Thursday, March 07, 2013

Apps and Games - How Do They Impact Your Conference? (and How Will They Impact The Future?)

Gamification is hot topic in the meetings industry.  We all want our conferences to be more fun and engaging, and thus mobile apps have become an attractive option to get people playing. When people share experiences they establish bonds, and that is what live events are all about (human-to-human interaction).

I am a fan and user of technology, and the right tool can be amazing (I find anytime I am critical of anything "tech" there are those who think I want to return to the horse and buggy.. NOT TRUE).  However, if thirty people at a conference of one thousand participants play the mobile app scavenger hunt game, there is some question to whether the utilization of the app is a "rousing success". 

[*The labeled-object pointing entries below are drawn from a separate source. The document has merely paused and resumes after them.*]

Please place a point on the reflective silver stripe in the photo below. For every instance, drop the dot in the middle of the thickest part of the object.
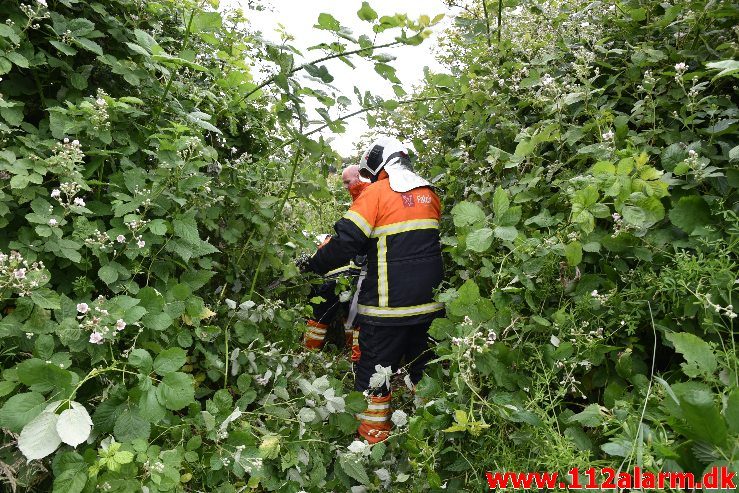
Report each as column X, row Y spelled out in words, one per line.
column 382, row 284
column 377, row 419
column 406, row 311
column 360, row 222
column 404, row 226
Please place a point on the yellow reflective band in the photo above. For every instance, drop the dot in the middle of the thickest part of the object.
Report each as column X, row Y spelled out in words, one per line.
column 383, row 289
column 378, row 407
column 360, row 222
column 405, row 311
column 405, row 226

Several conferences introduce apps for gamification and other purposes, only to have a majority of participants ignore the fun.  Many people do not play, and thus it is not a real community activity.  Then the organizers use Jedi mind tricks on the audience ("These are not the droids you are looking for") telling the crowd how successful the game has been in creating community.  But when people are not playing the game (or outwardly mocking it in the hallways), it is not really useful.  The use of technology or gamification are not magical solutions to the age-old issue of getting people engaged while at an event.

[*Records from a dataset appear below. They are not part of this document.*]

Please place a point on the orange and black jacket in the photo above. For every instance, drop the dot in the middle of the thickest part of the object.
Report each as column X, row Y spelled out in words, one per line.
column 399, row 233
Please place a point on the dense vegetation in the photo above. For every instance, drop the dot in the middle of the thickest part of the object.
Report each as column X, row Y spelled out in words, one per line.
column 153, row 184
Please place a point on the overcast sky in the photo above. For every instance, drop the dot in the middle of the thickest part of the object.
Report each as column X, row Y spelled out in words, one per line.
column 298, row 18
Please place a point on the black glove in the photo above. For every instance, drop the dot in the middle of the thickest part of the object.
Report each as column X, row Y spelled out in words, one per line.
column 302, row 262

Community is not something one can force upon attendees... it either evolves at the event or it does not.... and a only a few people playing a mobile scavenger hunt will not impact the overall vibe.

Should we not have apps or games at conferences?  God no...that is NOT what I am saying.  We should use implement technology.  We must experiment with new ideas or nothing will ever change.  But do not stand up and talk about how great it is when an audience thinks it is a silly waste of time or difficult to navigate.  Treat it with honesty and get proper feedback on why people did or did not engage.  

I recently attended an event where their app was the "star" of the show in the eyes of the organizers..... but the attendees found it hard to use, did not like the registration process, and ignored the games.  When I asked people how they liked the app they shrugged.  Nobody wanted to admit the app was a flop, but it had no impact on the event.

We all miss the boat when we do anything that takes the spotlight off the people in the audience.  Falling in love with technology over the the "conference attendee experience" is a mistake that can easily be made when planning an event. Is it not ironic that we ask people to network with each other and then plunge them into their phones at every break?

What are your thoughts on conference apps, games, and other shiny new tech?  Where are they working... or not working?  How will they be better in the future?

Have A Great Day.

thom singer

Thom Singer is known as "The Conference Catalyst". He works with meeting planners and conference organizers to set the tone for a meeting. His presentations educate, inspire and motivate attendees to engage deeper in the event and make meaningful connections. 


Tahira Endean CMP said...

I think apps are useful when well built and with clear objectives as to their use. Many are not.

Shawna McKinley and Judy Kucharuk built an excellent game on a well constructed QuickMobile platform for EventCamp Vancouver that had good success - they wrote a white paper and won an award at IMEX Frankfurt in 2012. - the first post has the link to the white paper and it has lots of excellent information.

I love the idea of social gaming but it works if you follow the "rules" - including that you need clear objectives, you have to have rules, you need regular feedback mechanisms and you have voluntary participation. Not everybody wants to do traditional teambuilding and not everyone wants to play a game, live or virtual. You also need to define what "success" means to you / your organization and if a game or app will help you achieve that.

Or as QuickMobile tells the story - POST - people, objectives, strategy, technology - they go hand in hand.

So yes, they have their place, just not everywhere.

Leslie M said...

Provocative post, Thom.

Look at younger generations. They expect learning to be fun. They grew up with electronics and wouldn't be able to sit through a lecture the way we did during college. They expect infotainment.

It's the same thing with conferences -- the younger the audience, the more inclined they are to participate through games and electronic means.

Thom Singer said...

Tahira and Leslie-

thanks for your comments. Yes, there is a place for them (I was not saying otherwise), but they must work.

In the case of the event I cited, most of the audience was under 35 and nobody liked the app. That is the real point, while people like "fun" and want to be engaged, an app is not a magic wand of delight.